火光 − かぎろい − 【鬼滅の刃 / 煉獄杏寿郎】
第10章 訪問者と贈り物
「でもね、唯一お兄ちゃんがいて!
親がいなくなった後、
親戚に別々に引き取られて、
中々会えなくなっちゃったんだけどね。
…お兄ちゃんとの手紙のやりとりだけが、
あたしの希望だったんだよね」
蓮の、遠くを見る瞳は
切なそうに微笑んでいた。
「お兄ちゃんがいつも手紙に、
“無い物ねだりせず、
今の自分に与えられた幸せを
大切にしよう”って、書いてあってさ。
はじめは意味分っかんなくて、
ちょっと不貞腐れたけど、最近ようやく、
分かってきたんだよね、その意味が」
「…お兄さん、蓮のことが本当に大切で
大好きなことが、伝わってくるわ」
「うん!!
あたしもお兄ちゃんのこと大っ好きでっ!
……だけど、仕事の帰り道、
鬼に殺されちゃった」
ふみのは蓮を見たまま、目を見開た。
「まさかね、お兄ちゃんまでもが
いなくなるなんて思ってもみなかった。
…ほんとびっくり。
もう、誰も、こんな思いして欲しくなくて
鬼殺隊のことを知って、
入隊しようと思ったんだ」
ふみのは蓮の話す言葉一つ一つを
丁寧に、心に落とし込むように聞いていた。
少し二人の間に、しばらく沈黙が流れる。
「…ごめんっ!なんか落ちのない話して!
でもね、ふみのの目を見た時、
すぐ分かった。
ああ、この子、
すっごい大切にされてきた子だって。
あたしが“持ってないもの”を
たくさん知ってるなって。
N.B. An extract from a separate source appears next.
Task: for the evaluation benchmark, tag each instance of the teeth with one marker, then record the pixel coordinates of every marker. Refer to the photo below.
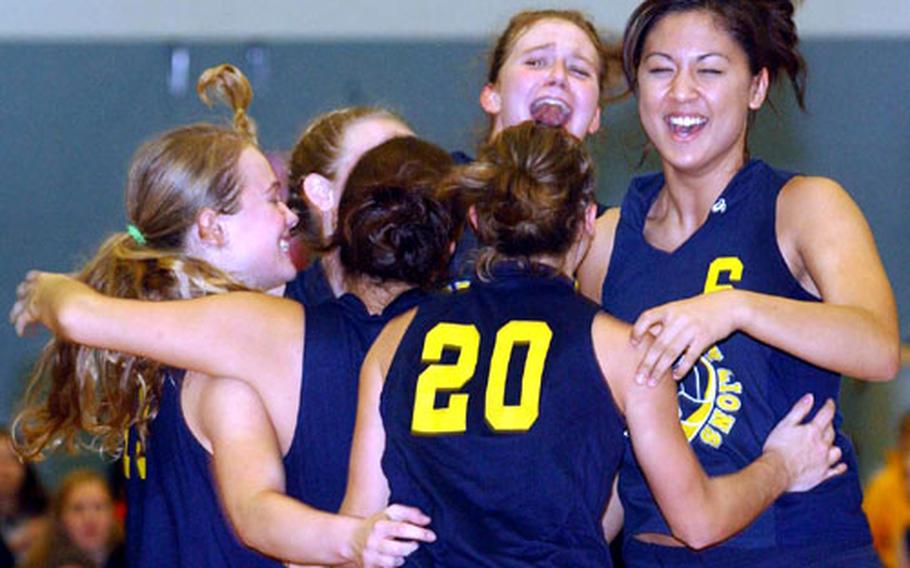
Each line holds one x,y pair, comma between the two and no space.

羨ましいなって。
…いい意味でだよっ?
運命とか、そんなのよく分かんないけどさ
あたしはふみのに会えて
本当に良かったなあって、思ったんだよね。
ふみのの見せてくれる
表情とか、言葉とかが
なんか、くすぐったくて、
…すごく、嬉しくてさ」
照れ臭そうに伝えてくれる蓮の姿に、
ふみのはとても愛おしく思った。
「蓮。蓮もきっとご両親にもお兄さんにも
たくさん愛されていたと思う。
…だってこんなにも、私、
あたたかい気持ちになれてるもの」
「ふふ!そんなこと言ってくれたの、
ふみのが初めてだよ!
…なんかしんみりさせちゃって、
ほんとごめーんっ!」
申し訳なさそうに笑う蓮の瞳は
少し潤んでいるようにも見えた。